Pur proseguendo il loro cammino insieme, le storie dei tre personaggi non riescono a decollare allo stesso modo: se da una parte troveremo un forte carisma e una marcata componente emotiva, da un'altra mancherà talvolta una vera e propria empatia di fondo nei confronti delle vicende raccontate. Non tutte e tre le avventure, insomma, funzionano bene allo stesso modo. A questo va purtroppo aggiunto qualche buco di trama che, pur non intaccando la storia nella sua interezza, poteva essere evitato anche e soprattutto a fronte delle precedenti esperienze della stessa Quantic Dream.

Nonostante l'ottimo responso in termini di vendite, insomma, Detroit: Become Human è passato velocemente dall'essere uno dei titoli più attesi dell'anno al perdersi nel marasma dei grandissimi titoli usciti nel 2018. Non dimentichiamo del resto che si tratta della stessa annata di capolavori come Red Dead Redemption 2, God of War e Monster Hunter World: lasciare il segno in un mercato popolato da prodotti del genere, d'altra parte, non è certo un'impresa da poco.

L'ultima avventura di Quantic Dream ha purtroppo la "colpa" di aver mancato, seppur di poco, il suo obiettivo di portare davvero una rivoluzione: il gioco è e resta in ogni caso un'esperienza che merita di essere vissuta da ogni videogiocatore, in quanto riesce comunque a regalare una serie di momenti più che apprezzabili e a intrattenere spingendo anche verso riflessioni importanti.
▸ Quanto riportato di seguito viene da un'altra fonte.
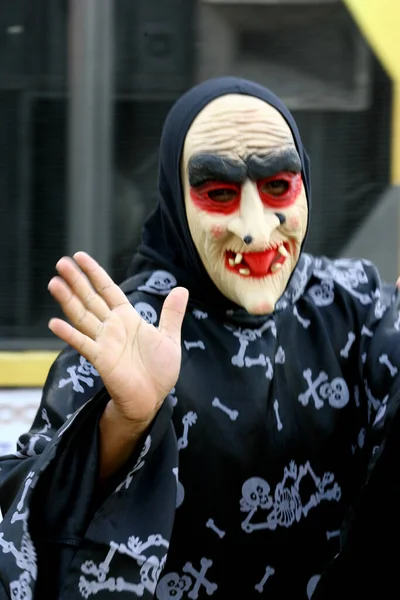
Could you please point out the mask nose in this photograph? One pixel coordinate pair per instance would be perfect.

A seguito della fine dell'accordo con Sony in molti si sono interrogati per tanto tempo sul futuro della software house di David Cage, e dopo qualche anno di rumor e voci di corridoio siamo finalmente giunti a qualcosa di concreto: il prossimo progetto dello studio sarà ambientato nell'universo di Star Wars, in un'avventura promettente che pensiamo (e speriamo) possa davvero essere la volta buona per portare qualcosa di nuovo nell'industria del videogioco.

Se c'è un'azienda che merita più di tutte di lasciare il segno, questa è proprio Quantic Dream. Si tratta infatti di una realtà dallo spirito fortemente pionieristico, che già troppe volte ha sfiorato la definitiva consacrazione senza forse arrivarci per davvero. Vedremo cosa le riserverà il futuro ma, nel frattempo, vi lasciamo con un doppio invito: il primo a (ri)scoprire Detroit e le altre avventure dello studio parigino, il secondo a raccontarci le vostre personali esperienze in proposito. Ciò che rende bello il mondo dei videogiochi è proprio l'animo di chi, come Cage e soci, si impegna davvero ogni giorno per dare vita a qualcosa di realmente unico. E noi, da amanti di tutto ciò, non possiamo fare altro che aspettare e goderci un periodo davvero incredibile della storia di questo medium.